In 1556 moet Guido de Brès opnieuw vluchten i.v.m. hevige vervolging. Hij gaat nu naar Frankfurt am Main; na een kort verblijf daar reist hij door naar Zwitserland. In Lausanne en Genève studeert hij bij Beza en Calvijn.

In 1559 begeeft De Brès zich weer naar de Nederlanden. Daar treedt hij in het huwelijk met Catharine Raymond. Hij preekt vooral in Rijssel en in Doornik, zijn vaste woonplaats.

Om duidelijkheid te verschaffen over de omstandigheden waaronder de Nederlandse Geloofsbelijdenis bekend is geworden, eerst iets over de situatie in Doornik.

 

3. Situatie in Doornik

De stad Doornik behoorde pas sinds 1521 tot de Zuidelijke Nederlanden, daarvoor was Doornik korte tijd engels en van 1200 tot 1513 frans.

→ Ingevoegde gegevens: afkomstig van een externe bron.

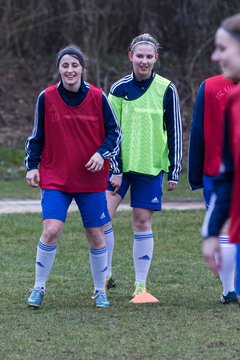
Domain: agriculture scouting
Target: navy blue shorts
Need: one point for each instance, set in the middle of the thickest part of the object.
(92, 206)
(145, 190)
(207, 189)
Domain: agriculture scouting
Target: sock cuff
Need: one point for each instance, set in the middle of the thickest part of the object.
(100, 251)
(224, 239)
(108, 230)
(45, 247)
(144, 235)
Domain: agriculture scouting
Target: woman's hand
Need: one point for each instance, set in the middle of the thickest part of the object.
(171, 185)
(33, 178)
(95, 164)
(115, 181)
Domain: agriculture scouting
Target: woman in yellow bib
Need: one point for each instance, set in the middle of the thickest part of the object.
(147, 108)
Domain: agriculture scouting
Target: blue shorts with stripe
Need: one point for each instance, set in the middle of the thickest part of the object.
(92, 206)
(207, 189)
(145, 190)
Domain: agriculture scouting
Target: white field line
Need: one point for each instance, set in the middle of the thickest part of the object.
(34, 206)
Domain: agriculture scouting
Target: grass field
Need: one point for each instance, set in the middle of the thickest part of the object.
(187, 323)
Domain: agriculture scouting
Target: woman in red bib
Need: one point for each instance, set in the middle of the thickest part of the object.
(226, 197)
(75, 134)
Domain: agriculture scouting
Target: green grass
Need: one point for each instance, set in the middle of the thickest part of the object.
(187, 323)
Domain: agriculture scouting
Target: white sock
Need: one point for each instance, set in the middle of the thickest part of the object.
(98, 262)
(44, 261)
(227, 271)
(142, 254)
(109, 239)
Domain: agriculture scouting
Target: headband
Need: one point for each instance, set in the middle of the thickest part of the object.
(232, 33)
(70, 51)
(144, 42)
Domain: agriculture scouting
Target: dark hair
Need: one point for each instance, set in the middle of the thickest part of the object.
(73, 50)
(144, 38)
(232, 24)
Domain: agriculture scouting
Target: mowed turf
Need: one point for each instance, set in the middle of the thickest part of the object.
(187, 323)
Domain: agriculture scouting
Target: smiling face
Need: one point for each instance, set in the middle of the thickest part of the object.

In 1528 viel hier de eerste martelaar.

In 1545 vond de uit Straatsburg gekomen calvinistische predikant Pierre Brully er de vuurdood. Tussen 1550 en 1560 won het calvinisme in de stad sterk aan betekenis. Onder de aanhangers van de "nije leere" maakte de inquisiteur Pieter Titelmans regelmatig slachtoffers. Velen weken uit naar Antwerpen, Frankfurt en Wesel.

Zoals vermeld vestigt De Brès zich in 1559 in de stad. Een van zijn belangrijkste vrienden en medewerkers is de tapijtwerker Jean de Lannoy.

In september 1561 is het ker(k)mis in Doornik. Eén van de hoogtepunten daarvan is de processie die ter ere van de kruisverheffing (rooms katholieke feestdag van 14 september, misschien ter herinnering aan het terugkrijgen door Herachius van het aan de Perzen verloren gegaan kruis), gehouden wordt.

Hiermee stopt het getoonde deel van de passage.